Pundit, Robert J. Samuelson provides us with a newish but fairly typical “time will tell” type of analysis of the Dodd Frank Financial reforms in the Washington Post today.  His opinion seems designed to appear well informed and balanced (he is a pundit that’s his job), and he gets started as a result of reading the new hot Washington Book “Act of Congress,” by Robert Kaiser.

OK no I haven’t read the book yet, I’m behind on my wonk reading this month. Obviously, even to get a cookie at a local coffee shop we have to read it now.  The book is a tell all about how the bill got enacted. Every financial commentator on every side of the issue of financial reform is citing it to make their own points about the Dodd-Frank financial law.

Samuelson notes that Dodd-Frank is 848 pages long and he states clearly the premise behind getting it passed:

Although hugely complicated, the law embodied a simple theory of the crisis. Banks and other financial institutions brought it on through bad judgments and ethically questionable practices. This justifies tougher rules and regulators to avoid future lapses.
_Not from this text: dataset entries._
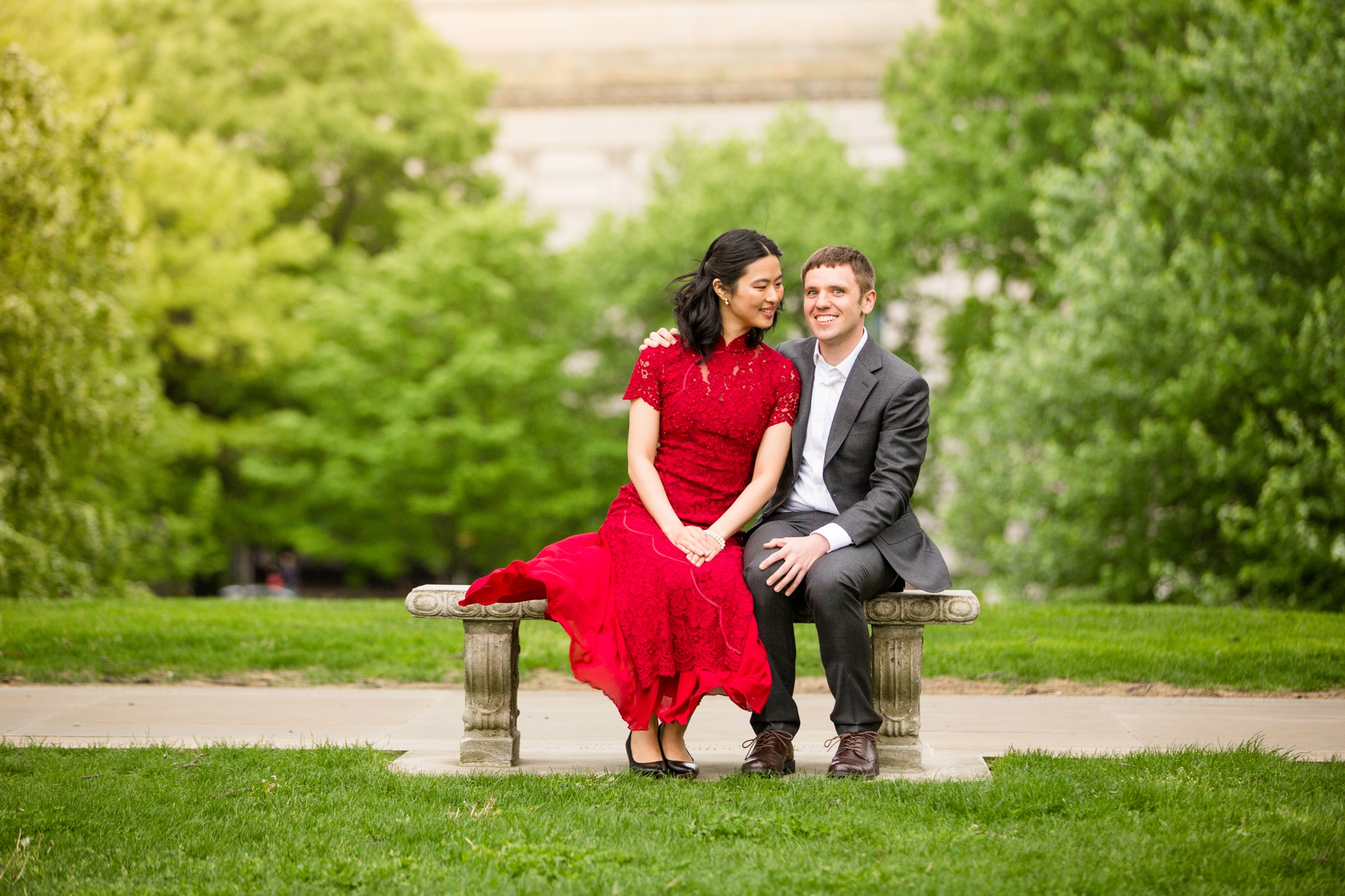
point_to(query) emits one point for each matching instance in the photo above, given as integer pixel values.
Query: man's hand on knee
(796, 557)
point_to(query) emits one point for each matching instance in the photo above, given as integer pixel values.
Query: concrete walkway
(572, 731)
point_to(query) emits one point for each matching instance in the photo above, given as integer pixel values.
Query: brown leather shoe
(771, 754)
(857, 755)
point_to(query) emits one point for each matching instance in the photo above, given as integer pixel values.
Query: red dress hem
(572, 576)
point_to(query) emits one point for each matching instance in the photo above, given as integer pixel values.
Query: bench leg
(898, 653)
(490, 657)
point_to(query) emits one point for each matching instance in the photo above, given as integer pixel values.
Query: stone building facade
(591, 89)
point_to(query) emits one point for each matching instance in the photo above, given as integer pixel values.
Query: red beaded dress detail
(649, 628)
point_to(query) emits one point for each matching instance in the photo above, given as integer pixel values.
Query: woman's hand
(699, 545)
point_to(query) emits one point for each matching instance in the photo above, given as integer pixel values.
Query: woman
(656, 603)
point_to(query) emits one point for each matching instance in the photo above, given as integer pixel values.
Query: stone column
(898, 653)
(490, 658)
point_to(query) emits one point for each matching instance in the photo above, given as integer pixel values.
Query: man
(840, 528)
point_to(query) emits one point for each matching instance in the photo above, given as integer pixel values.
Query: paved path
(579, 729)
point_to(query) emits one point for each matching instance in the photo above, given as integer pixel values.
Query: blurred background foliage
(258, 295)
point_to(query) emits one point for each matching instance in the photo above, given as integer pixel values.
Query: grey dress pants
(835, 588)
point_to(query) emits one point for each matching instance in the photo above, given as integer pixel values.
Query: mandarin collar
(739, 345)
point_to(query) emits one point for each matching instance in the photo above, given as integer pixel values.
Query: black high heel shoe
(677, 768)
(649, 770)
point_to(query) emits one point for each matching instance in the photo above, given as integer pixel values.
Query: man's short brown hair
(843, 257)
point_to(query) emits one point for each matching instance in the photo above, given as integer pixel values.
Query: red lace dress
(650, 630)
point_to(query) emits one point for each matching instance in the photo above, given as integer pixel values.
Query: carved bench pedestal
(490, 657)
(896, 638)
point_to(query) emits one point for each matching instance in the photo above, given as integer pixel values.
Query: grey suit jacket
(874, 458)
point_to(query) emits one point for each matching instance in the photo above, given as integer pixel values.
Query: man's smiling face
(833, 304)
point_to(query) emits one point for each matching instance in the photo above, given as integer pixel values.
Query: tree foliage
(794, 185)
(352, 100)
(436, 421)
(1174, 430)
(71, 399)
(1000, 89)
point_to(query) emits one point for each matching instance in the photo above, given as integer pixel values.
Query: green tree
(436, 421)
(73, 393)
(1174, 430)
(996, 92)
(352, 100)
(793, 185)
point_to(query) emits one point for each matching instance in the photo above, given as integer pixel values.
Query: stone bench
(490, 659)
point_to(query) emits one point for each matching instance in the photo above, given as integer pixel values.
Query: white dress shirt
(810, 491)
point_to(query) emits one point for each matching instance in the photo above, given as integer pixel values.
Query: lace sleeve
(786, 396)
(648, 378)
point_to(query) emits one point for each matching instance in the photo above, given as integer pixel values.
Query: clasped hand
(699, 545)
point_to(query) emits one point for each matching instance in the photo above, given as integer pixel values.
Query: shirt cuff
(836, 536)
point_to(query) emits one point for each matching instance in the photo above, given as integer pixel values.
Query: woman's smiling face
(757, 298)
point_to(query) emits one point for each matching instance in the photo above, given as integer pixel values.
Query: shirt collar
(845, 366)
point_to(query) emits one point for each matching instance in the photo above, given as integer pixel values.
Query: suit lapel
(801, 423)
(857, 388)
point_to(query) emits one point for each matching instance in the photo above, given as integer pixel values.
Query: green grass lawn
(337, 821)
(352, 641)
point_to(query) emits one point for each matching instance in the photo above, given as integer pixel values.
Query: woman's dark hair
(696, 304)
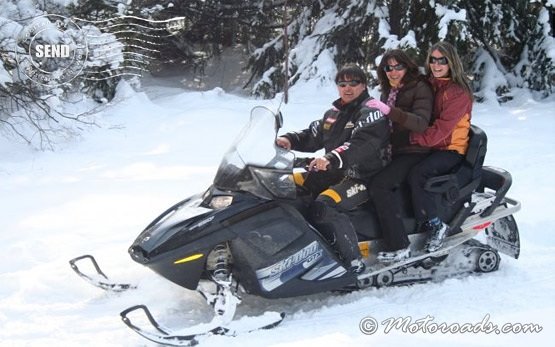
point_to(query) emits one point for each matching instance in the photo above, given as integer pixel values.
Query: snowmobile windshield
(254, 163)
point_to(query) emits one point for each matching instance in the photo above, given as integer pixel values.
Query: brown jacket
(412, 113)
(452, 113)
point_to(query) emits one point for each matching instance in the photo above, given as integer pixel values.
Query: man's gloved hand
(379, 105)
(283, 142)
(319, 164)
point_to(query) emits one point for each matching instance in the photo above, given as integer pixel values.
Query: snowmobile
(250, 233)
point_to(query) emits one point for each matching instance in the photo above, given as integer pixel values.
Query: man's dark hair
(351, 72)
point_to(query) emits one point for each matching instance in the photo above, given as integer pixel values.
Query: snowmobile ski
(99, 279)
(169, 337)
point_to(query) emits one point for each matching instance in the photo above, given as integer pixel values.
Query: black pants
(329, 217)
(436, 164)
(387, 198)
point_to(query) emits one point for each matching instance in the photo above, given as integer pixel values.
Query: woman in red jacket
(447, 137)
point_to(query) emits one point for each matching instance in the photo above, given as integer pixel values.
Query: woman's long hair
(456, 70)
(402, 58)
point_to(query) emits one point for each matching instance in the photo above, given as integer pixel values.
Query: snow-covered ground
(95, 193)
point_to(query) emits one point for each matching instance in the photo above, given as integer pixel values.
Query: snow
(150, 149)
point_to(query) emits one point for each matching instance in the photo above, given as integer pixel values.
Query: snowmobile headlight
(220, 201)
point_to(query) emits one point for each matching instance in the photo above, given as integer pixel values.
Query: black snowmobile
(250, 233)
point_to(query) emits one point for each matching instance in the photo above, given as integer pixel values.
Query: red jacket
(451, 114)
Mr. Samuelson is right when he says that the only real consensus in Washington about the Banks now is that nobody wants to bail them out again.  After that it’s anybody’s guess what the policy should or will be.  Dodd-Frank is long and complicated and I don’t know anybody who even claims to know every line of it or how every line of it will affect anything.  Maybe Barney Frank would claim that but probably he wouldn’t.

So, maybe Samuelson is right that we just don’t know for sure how history will judge its impact, since we are just now learning how it even became law in the first place.
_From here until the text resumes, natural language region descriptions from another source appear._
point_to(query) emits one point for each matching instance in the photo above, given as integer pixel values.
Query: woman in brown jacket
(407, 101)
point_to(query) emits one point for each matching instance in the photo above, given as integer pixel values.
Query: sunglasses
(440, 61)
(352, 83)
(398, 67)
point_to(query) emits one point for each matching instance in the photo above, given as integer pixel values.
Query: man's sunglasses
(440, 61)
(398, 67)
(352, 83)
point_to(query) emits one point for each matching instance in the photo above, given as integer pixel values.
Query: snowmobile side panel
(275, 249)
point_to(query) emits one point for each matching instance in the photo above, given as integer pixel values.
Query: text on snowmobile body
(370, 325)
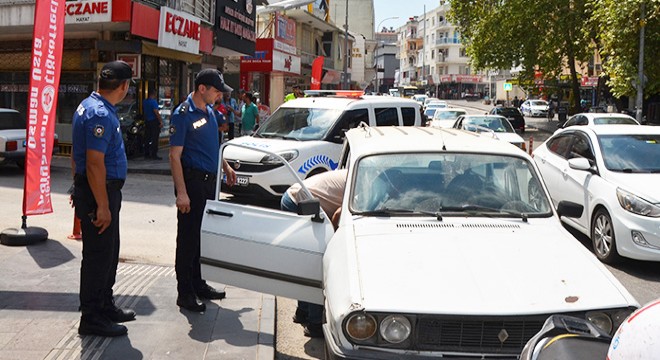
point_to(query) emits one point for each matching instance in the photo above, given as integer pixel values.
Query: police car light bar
(335, 93)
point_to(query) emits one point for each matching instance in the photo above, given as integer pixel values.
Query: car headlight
(361, 326)
(395, 329)
(636, 205)
(288, 155)
(601, 320)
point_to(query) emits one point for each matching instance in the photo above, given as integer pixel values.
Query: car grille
(490, 335)
(252, 167)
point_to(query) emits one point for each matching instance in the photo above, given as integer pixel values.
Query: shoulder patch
(99, 130)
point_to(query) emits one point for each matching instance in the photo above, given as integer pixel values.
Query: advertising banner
(47, 41)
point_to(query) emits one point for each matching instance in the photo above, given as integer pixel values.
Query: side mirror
(310, 207)
(569, 209)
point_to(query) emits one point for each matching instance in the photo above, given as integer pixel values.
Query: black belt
(198, 174)
(110, 184)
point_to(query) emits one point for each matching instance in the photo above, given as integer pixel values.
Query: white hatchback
(447, 246)
(614, 172)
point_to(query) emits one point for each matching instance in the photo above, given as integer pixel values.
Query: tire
(603, 238)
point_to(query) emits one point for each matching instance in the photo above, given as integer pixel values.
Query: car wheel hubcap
(603, 235)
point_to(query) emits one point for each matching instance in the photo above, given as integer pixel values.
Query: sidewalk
(39, 313)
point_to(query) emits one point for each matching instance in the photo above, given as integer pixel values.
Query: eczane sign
(86, 12)
(178, 31)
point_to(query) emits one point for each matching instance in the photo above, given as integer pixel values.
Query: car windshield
(631, 153)
(447, 115)
(496, 124)
(11, 120)
(459, 184)
(615, 120)
(299, 123)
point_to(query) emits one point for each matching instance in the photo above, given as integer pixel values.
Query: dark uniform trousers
(100, 251)
(152, 133)
(200, 187)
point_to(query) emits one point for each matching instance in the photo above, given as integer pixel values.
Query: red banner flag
(317, 71)
(46, 63)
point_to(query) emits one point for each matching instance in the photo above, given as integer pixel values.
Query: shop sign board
(286, 62)
(88, 11)
(178, 31)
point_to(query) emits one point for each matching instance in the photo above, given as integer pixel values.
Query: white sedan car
(614, 172)
(447, 246)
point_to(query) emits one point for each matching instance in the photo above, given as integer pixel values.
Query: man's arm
(182, 199)
(96, 177)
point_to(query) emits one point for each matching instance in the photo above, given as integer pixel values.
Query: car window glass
(560, 145)
(386, 117)
(408, 115)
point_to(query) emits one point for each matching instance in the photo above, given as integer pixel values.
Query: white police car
(308, 133)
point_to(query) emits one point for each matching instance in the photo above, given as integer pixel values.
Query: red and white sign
(88, 11)
(178, 31)
(47, 41)
(286, 62)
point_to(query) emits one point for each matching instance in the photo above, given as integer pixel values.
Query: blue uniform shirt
(197, 132)
(148, 107)
(96, 127)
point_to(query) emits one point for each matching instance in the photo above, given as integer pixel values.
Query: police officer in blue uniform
(194, 147)
(100, 166)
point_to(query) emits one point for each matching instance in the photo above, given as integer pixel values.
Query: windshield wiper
(387, 212)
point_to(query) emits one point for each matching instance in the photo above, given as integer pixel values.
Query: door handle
(221, 213)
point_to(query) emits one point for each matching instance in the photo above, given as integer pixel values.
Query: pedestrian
(194, 148)
(100, 168)
(297, 93)
(328, 188)
(232, 110)
(153, 123)
(249, 115)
On the other hand, I do know two provisions of the law which do not get enough attention from the likes of the Washington Post and Mr. Samuelson. That’s right the whistleblower provisions.  Dodd-Frank provided authority for the Securities and Exchange Commission and the Commodity Futures Trading Commission to create whistleblower offices.  Both agencies now are receiving tips on securities fraud as a direct result of this law.

I think it is fair to say that the general impression in the press is that the banking industry had “mistaken judgments” or make “too risky” trades and that is what led to the financial crisis of 2007-2008.  All that is possible, but Even Samuelson cites “ethically questionable” practices as a problem at the cause of the crisis too..

Now that we have real whistleblower laws in action we may learn in advance of the worse kind of practices that in which some banks may be involved.  The only way to prevent these practices from getting out of hand is for the government to get the information they need to act and act quickly. Whether they have authority and ability to act are other issues, but they need the information to do anything at all first.

In the context of an overall 848 page reform of the financial sector, it is understandable how the press might miss just how important these particular sections of the law really are.  They represent something fundamentally important about financial regulation. Protection and incentive for whistleblowers to come forward could provide just he information the government needs to really learn what is going on in an otherwise opaque world of commerce.

In the future, as more successful cases are filed and the SEC and CFTC are able to clean out the worst abuses as a result, Dodd-Frank may prove to have a stronger legacy than Mr. Samuelson now contemplates.